- Born: Pierre Bernard Papillaud 1 July 1935 Vignonet, Gironde, Nouvelle-Aquitaine, France
- Died: 13 June 2017 (aged 81) Alençon, France
- Occupation: Businessman

= Pierre Papillaud =

French businessman

Pierre Bernard Papillaud (1 July 1935 – 13 June 2017) was a French billionaire businessman.

==Early life==
Pierre Papillaud was born in Vignonet, a small village in Gironde. His grandmother owned two cows. During World War II, his father, who served as an officer in the French Army, was caught by the Nazis in Belgium.

==Career==

Papillaud owned 51% of the Alma Group, which sells mineral water under the brandnames of Cristaline, MontBlanc, Saint-Yorre, Rozana, Chateldon and Vichy Célestins. In 2008, he sold the other 49% to the Japan-based Otsuka Pharmaceutical for US$1.2 billion.

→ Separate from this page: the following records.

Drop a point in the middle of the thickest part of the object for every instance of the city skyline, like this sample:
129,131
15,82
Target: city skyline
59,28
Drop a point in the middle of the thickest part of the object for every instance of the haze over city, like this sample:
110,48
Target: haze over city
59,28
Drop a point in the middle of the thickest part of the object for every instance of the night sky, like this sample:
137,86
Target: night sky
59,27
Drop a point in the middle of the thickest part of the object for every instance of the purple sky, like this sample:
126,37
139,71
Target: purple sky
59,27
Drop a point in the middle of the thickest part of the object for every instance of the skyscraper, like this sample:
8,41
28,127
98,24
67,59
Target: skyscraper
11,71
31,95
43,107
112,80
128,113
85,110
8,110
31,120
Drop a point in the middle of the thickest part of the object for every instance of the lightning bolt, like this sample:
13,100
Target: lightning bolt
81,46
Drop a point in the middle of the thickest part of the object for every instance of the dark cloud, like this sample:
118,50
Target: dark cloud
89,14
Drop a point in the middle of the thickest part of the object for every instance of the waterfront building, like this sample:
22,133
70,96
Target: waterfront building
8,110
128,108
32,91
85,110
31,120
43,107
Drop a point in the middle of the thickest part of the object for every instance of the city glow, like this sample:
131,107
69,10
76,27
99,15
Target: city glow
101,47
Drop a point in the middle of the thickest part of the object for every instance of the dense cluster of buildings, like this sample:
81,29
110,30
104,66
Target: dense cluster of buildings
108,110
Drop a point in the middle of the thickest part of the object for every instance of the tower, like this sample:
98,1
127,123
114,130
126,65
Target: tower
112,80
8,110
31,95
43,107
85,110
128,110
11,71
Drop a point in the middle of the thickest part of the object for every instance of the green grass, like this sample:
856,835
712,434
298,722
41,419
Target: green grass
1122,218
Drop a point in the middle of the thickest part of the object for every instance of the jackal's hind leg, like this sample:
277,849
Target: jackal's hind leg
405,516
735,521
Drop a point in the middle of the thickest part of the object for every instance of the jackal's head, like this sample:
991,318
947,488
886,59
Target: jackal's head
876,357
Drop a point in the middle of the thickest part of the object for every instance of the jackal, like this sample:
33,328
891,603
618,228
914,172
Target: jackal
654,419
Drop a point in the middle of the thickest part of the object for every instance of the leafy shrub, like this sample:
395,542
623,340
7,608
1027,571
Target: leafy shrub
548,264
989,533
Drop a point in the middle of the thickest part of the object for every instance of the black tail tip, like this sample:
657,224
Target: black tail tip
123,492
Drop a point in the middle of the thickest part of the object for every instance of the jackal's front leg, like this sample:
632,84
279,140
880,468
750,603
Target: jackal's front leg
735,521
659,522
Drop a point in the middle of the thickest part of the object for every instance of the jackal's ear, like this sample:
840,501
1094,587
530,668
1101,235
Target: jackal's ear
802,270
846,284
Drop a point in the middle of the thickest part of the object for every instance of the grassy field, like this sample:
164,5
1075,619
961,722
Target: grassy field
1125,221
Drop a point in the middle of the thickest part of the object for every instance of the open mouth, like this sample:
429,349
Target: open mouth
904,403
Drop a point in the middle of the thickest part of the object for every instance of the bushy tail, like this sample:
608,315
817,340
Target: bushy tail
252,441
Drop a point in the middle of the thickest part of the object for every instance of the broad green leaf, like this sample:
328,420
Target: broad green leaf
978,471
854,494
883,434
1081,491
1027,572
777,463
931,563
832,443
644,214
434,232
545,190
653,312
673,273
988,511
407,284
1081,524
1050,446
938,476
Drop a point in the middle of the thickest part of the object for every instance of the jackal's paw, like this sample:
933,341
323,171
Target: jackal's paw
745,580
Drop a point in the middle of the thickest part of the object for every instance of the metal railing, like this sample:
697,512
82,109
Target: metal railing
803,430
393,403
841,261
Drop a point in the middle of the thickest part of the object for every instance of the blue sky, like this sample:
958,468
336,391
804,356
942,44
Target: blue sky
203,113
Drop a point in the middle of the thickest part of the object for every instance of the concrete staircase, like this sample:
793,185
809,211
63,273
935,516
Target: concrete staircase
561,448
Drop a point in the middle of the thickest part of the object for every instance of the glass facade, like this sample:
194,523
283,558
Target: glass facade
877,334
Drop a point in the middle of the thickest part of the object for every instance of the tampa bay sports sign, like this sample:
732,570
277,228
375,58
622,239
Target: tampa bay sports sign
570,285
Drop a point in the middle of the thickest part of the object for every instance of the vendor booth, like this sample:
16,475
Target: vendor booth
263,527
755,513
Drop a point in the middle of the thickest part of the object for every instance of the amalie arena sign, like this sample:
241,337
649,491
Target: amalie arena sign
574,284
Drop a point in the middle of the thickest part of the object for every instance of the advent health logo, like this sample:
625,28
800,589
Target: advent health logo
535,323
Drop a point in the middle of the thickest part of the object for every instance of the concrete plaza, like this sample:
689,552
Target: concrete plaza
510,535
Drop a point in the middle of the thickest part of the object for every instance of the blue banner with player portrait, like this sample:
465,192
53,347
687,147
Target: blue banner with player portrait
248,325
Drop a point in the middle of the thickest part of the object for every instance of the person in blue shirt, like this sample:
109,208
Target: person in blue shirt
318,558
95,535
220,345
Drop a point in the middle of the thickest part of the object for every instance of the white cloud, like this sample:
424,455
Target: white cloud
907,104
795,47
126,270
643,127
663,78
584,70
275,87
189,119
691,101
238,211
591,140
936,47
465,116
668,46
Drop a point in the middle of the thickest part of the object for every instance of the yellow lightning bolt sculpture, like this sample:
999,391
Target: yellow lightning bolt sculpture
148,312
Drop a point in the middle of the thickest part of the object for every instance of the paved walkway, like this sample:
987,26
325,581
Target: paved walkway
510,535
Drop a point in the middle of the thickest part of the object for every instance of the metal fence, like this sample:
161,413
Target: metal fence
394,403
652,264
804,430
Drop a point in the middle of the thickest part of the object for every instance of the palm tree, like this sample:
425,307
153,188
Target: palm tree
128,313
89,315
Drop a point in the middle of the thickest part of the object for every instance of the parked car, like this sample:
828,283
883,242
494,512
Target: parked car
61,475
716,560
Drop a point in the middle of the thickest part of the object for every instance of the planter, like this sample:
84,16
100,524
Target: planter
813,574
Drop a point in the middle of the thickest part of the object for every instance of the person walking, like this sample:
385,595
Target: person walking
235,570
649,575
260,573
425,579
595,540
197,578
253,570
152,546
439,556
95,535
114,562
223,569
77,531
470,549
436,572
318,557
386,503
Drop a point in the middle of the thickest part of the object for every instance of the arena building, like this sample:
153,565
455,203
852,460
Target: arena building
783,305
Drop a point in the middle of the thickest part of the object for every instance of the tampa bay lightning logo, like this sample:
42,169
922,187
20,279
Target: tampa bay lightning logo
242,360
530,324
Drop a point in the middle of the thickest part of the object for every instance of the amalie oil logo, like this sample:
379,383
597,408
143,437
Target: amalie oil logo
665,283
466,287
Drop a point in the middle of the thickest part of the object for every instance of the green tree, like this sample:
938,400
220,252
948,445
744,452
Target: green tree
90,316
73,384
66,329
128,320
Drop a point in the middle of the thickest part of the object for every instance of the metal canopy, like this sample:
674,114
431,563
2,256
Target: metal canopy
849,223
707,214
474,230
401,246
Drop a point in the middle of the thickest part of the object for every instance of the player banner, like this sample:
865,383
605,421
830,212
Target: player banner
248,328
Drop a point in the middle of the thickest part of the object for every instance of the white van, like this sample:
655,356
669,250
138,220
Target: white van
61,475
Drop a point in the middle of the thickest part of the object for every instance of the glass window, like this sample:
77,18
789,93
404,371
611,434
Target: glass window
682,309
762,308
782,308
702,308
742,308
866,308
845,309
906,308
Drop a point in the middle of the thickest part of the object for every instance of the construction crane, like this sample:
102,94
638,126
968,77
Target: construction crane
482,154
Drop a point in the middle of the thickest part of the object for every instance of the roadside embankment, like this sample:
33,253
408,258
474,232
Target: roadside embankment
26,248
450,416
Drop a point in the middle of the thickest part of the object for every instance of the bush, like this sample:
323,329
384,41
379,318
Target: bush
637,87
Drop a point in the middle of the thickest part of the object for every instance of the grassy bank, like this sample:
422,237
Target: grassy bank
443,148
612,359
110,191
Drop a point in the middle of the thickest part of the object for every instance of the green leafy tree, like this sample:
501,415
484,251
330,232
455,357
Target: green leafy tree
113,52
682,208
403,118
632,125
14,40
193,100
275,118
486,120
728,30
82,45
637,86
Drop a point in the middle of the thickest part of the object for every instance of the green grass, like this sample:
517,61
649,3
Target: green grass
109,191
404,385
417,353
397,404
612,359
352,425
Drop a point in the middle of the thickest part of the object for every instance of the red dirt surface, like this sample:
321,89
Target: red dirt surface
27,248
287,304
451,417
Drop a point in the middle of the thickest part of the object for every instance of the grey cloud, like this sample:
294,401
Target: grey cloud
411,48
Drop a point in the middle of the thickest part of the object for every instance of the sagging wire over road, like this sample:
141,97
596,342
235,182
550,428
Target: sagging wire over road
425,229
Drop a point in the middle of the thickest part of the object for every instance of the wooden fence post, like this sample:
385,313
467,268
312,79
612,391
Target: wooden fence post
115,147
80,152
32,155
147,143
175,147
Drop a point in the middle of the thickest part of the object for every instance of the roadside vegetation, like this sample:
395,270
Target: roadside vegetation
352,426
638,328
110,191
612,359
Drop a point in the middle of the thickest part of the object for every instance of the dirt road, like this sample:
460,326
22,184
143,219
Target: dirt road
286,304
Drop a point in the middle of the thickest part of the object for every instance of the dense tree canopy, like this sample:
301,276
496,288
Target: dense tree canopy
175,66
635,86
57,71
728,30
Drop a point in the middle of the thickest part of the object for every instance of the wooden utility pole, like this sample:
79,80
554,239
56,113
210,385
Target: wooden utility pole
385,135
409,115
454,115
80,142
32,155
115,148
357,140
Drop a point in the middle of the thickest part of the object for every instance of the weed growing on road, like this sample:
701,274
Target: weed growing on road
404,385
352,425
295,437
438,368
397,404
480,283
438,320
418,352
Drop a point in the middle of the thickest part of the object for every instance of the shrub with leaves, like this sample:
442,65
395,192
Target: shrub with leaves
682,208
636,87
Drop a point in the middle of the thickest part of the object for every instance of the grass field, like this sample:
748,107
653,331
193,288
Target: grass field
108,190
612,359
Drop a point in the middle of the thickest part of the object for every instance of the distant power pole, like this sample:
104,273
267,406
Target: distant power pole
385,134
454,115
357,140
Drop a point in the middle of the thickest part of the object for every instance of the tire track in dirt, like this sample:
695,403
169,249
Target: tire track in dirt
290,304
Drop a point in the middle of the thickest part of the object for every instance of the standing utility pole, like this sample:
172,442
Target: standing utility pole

According to Forbes, he was worth an estimated US$1.31 billion as of 2016. He was the 67th richest person in France (2016).

In April 2016, Papillaud's name was mentioned in the Panama Papers through a power-of-attorney for Krewitt, a company based in the British Virgin Islands.

In September 2016, the New York Times reported that Pierre Papillaud demanded that the town of Weed, California, give up its only water source so that Papillaud's bottle water company could have more water to sell as Cristaline.

==Personal life==
Papillaud lived in Paris, France, until his death on 13 June 2017.